Democracy Awakening by Heather Cox Richardson

This is the new book by the historian who heroically pens the nightly “Letters from an American” Substack that so many of us have come to rely on to help make sense of current-day politics and the historical events and ideas that led to the present moment. The book covers ground that will be familiar to folks who read her letters or who watch her weekly politics chat on Facebook, but fans and new readers alike will still benefit from her insights and her optimism about the future.

More books waiting to be finished

The Hero of This Book  by Elizabeth McCracken

I have been just pages from the end of this book for quite some time now. I’m not quite ready for it to end. McCracken, whose novels, short stories, and memoir are all beautiful, insists this book is a novel. It says so right on the cover. She insists it is not a memoir: “If this were a memoir—it isn’t—the author might talk at length about her own connection to her grandmother on the subject of self-recrimination, how easy it is to blame yourself for the harm that comes to children during pregnancy, and how other people, even well-meaning ones, will blame you, too. It’s isn’t; she won’t. No book can contain everything.”

On that last point, she’s absolutely right, of course. But what The Hero of This Book does contain in its fewer than 200 pages is astonishing.

Sister Citizen by Melissa V. Harris-Perry and A Virgin Conceived by Mary F. Foskett

I list these two books together because they’re authored by my middle kiddo’s two favorite professors at Wake Forest University. Partway through each of these books, I can see why my daughter loves them so much. Harris-Perry brings an English major’s eye to her topic, grounding her exploration of Black women in America in Zora Neale Hurston’s Their Eyes Were Watching God. Foskett’s exploration of the Virgin Mary asks us to shift our attention from what Mary’s purported virginity says about Jesus to what it says about her. This shifted focus seems revelatory to this reader.
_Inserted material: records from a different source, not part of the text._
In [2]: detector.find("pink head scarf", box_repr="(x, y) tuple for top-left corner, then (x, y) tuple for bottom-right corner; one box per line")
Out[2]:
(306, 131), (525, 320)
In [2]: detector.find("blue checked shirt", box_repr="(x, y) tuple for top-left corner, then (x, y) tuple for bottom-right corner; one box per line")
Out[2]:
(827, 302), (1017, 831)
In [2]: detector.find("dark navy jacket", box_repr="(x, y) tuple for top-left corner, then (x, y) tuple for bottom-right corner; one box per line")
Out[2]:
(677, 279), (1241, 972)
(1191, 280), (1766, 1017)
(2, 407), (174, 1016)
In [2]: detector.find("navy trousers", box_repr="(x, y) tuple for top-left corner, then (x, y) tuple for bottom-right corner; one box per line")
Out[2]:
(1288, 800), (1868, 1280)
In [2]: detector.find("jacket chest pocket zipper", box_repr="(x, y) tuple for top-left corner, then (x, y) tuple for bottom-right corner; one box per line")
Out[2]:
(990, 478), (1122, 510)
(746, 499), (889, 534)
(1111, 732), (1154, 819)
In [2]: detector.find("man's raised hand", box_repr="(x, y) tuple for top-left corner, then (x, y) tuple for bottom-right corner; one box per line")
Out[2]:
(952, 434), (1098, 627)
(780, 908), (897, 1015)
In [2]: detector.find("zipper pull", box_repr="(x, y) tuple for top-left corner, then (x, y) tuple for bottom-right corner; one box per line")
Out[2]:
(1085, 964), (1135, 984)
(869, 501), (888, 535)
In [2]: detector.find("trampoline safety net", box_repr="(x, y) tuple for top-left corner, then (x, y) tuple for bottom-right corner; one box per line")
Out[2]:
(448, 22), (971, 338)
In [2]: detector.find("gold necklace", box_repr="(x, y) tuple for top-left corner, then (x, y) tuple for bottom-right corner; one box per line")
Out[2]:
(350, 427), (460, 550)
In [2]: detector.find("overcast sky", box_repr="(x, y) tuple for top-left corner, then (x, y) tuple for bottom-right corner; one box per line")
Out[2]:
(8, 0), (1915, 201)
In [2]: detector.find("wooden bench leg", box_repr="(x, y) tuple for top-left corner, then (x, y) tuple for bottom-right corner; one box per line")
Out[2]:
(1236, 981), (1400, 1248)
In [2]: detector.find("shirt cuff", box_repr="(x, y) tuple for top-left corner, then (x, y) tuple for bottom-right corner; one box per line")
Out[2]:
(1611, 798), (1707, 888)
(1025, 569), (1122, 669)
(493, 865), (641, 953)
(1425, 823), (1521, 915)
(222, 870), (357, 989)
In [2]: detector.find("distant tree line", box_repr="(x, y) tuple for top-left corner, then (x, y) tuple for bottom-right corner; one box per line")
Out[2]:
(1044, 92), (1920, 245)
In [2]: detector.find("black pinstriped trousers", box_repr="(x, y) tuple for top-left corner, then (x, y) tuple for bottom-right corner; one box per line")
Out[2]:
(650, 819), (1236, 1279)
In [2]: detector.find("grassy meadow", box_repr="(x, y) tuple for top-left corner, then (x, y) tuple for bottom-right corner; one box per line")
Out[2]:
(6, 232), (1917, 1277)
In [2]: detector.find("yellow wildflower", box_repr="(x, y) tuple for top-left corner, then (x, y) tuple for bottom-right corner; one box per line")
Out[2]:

A Constellation of Vital Phenomena by Anthony Marra

I started this novel a long time age. Better than a decade ago, as a matter of fact, as the book was published in 2013. At the time, I discussed it with the novelist and essayist Ann Patchett, and we agreed it was one of the more remarkable things either of us had read in a quite a while. And then, somehow, I didn’t finish it. I’m listening to it now and it is just as impressive as I remember it being, though its story of the suffering caused by an ongoing war has a heightened impact now. Marra is one of two graduates of the Iowa Writers’ Workshop on this list (McCracken is the other), and I hope to read his two subsequent books—a collection of stories and his second novel—when I reach the end of his stunning debut.

Star Trek Phase II: The Lost Series by Judith and Garfield Reeves-Stevens

As regular readers know, Star Trek is my go-to comfort narrative. I’ve had this book about the 1970s efforts to launch a new Star Trekseries since the 1990s, when it was first published, but hadn’t read it. When I arrived at the Phase II period in Mark A. Altman and Edward Gross’s The Fifty-Year Mission, an oral history of the franchise, I took a detour to the Reeves-Stevens account of the “lost” series that instead became Star Trek: The Motion Picture. There’s a lot here for folks who are Trekkies, but also for anyone interested in the business of television.

Coming Up: Shotgun by Ed McBain

My 87th Precinct reread continues. I recently finished Fuzz, the 22nd entry in the 55-book series, and I’m currently watching the Burt Reynolds/Raquel Welch/Yul Brynner movie based on the novel (Evan Hunter, a.k.a. Ed McBain, wrote the screenplay). When the credits roll, I’ll be ready to start Shotgun, the 23rd book—and the last written in the 1960s.